9 July 2013
While Daryl Impey has been making Tour de France history, South African road race champion Ashleigh Moolman Pasio has continued her rise up the International Cycling Union (UCI) women’s rankings with an eighth place overall at the Giro Donne.
The eight-day Italian event is the most prestigious women’s road stage race in the world and the women’s equivalent of the Tour de France.
Moolman Pasio has been South Africa’s top achiever in women’s road racing over the past four years and her eighth place in the general classification at the 2013 Giro Donne, which concluded on Sunday, confirms she’s still on the way up.
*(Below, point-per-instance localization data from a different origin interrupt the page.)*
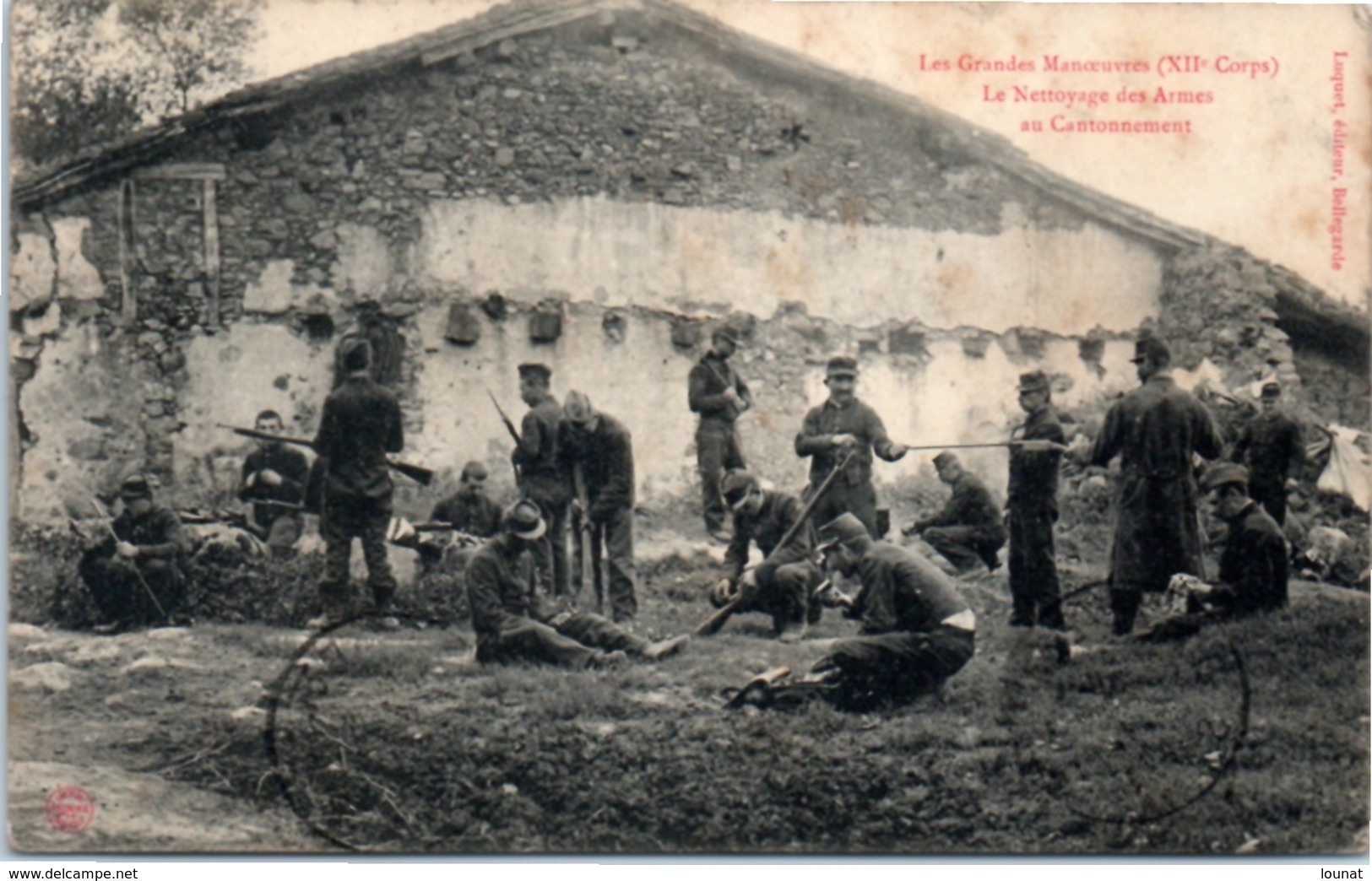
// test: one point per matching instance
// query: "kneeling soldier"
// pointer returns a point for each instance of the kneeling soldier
(781, 585)
(138, 576)
(511, 620)
(915, 629)
(1253, 565)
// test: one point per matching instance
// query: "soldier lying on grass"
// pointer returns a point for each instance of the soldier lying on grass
(512, 624)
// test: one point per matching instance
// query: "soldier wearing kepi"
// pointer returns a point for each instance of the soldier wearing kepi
(603, 449)
(361, 423)
(274, 479)
(719, 394)
(840, 425)
(1032, 508)
(1253, 565)
(138, 576)
(915, 629)
(1156, 431)
(783, 583)
(1269, 445)
(513, 624)
(540, 477)
(970, 528)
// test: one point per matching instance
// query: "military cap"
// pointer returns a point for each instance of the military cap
(541, 370)
(841, 365)
(135, 488)
(524, 521)
(735, 486)
(946, 458)
(1224, 473)
(357, 354)
(843, 528)
(1152, 348)
(1036, 381)
(578, 408)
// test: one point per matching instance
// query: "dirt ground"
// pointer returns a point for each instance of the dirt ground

At the 2010 edition of the race, she finished 17th, 42 minutes behind the overall winner; in 2011 she was 13th overall, 20 minutes off the winner’s time. Last year, she broke into the top 10 with 10th position and was 10 minutes off the pace. This year she was eighth and just over five minutes behind the winner.
“If you look at my progression like that, it’s encouraging. But I don’t feel I achieved my potential this year,” said Moolman Pasio from Florence, Italy on Monday. “My goal this year was a stage win and my third place on stage three was a great result; but that was the only stage where I really can say I was at my potential.”
Moolman Pasio said her positioning wasn’t ideal at crucial points of the key climbing legs – stages five and six – and put it down to her own inexperience and that of her young Lotto Belisol team.
‘A great team’
“It’s a great team with lots of talent, but we just lack stage racing experience and that counted against us at this race. The good thing is that I learned a lot and know where my weaknesses are.
“I do intend to return to try give the overall win at this race a big go at some point in my career.”
Moolman Pasio, who races for the Momentum Toyota team when in South Africa during the European winter, is focusing on scoring as many world rankings points as possible this year. On 24 June, prior to the Giro Donne, she was ranked 14th, the highest ranking ever achieved by a South African road racer, male or female.
“World ranking is important to me this year,” she explained. “It’s the main measure of success in women’s racing currently.
“We can’t afford to spend a whole season focused only on one race like the men can. The financial rewards are nowhere near what the men earn and the UCI points are differently weighted.
“A win at the Giro Donne gives you 80 points, but a World Cup race win is 100 points and the World Championships win is 200 points.
“Mara Abbot, the American that won the Giro Donne this year and in 2010, is based in the USA for most of the season and puts all her focus into this one race. She’s obviously at a point in her career where that’s possible.”
Explaining the biggest challenge the Giro Donne presents, Moolman Pasio added: “The race has gone back to its original format and has some really long climbs – this year there was a 20km climb – and most of the one-day races that carry the big UCI points don’t have any ascents like that, so for most of the riders, it’s not a priority to train for that kind of climbing specifically.
“If I am to be in a position to challenge for this race win in future, I need to focus the majority of my time training very long mountain climbs at high altitude. That’s where this race is won.”
Moolman Pasio has remained in Italy after Sunday’s final Giro Donne stage to reconnoitre the course for the 2013 World Championships.
“The World Champs is my next major goal for this year,” she said. “The course is tough and definitely suits my strengths.
“My best results before have been on courses that have successive climbs and the finishing circuit, which we will do five times, has just such a profile.”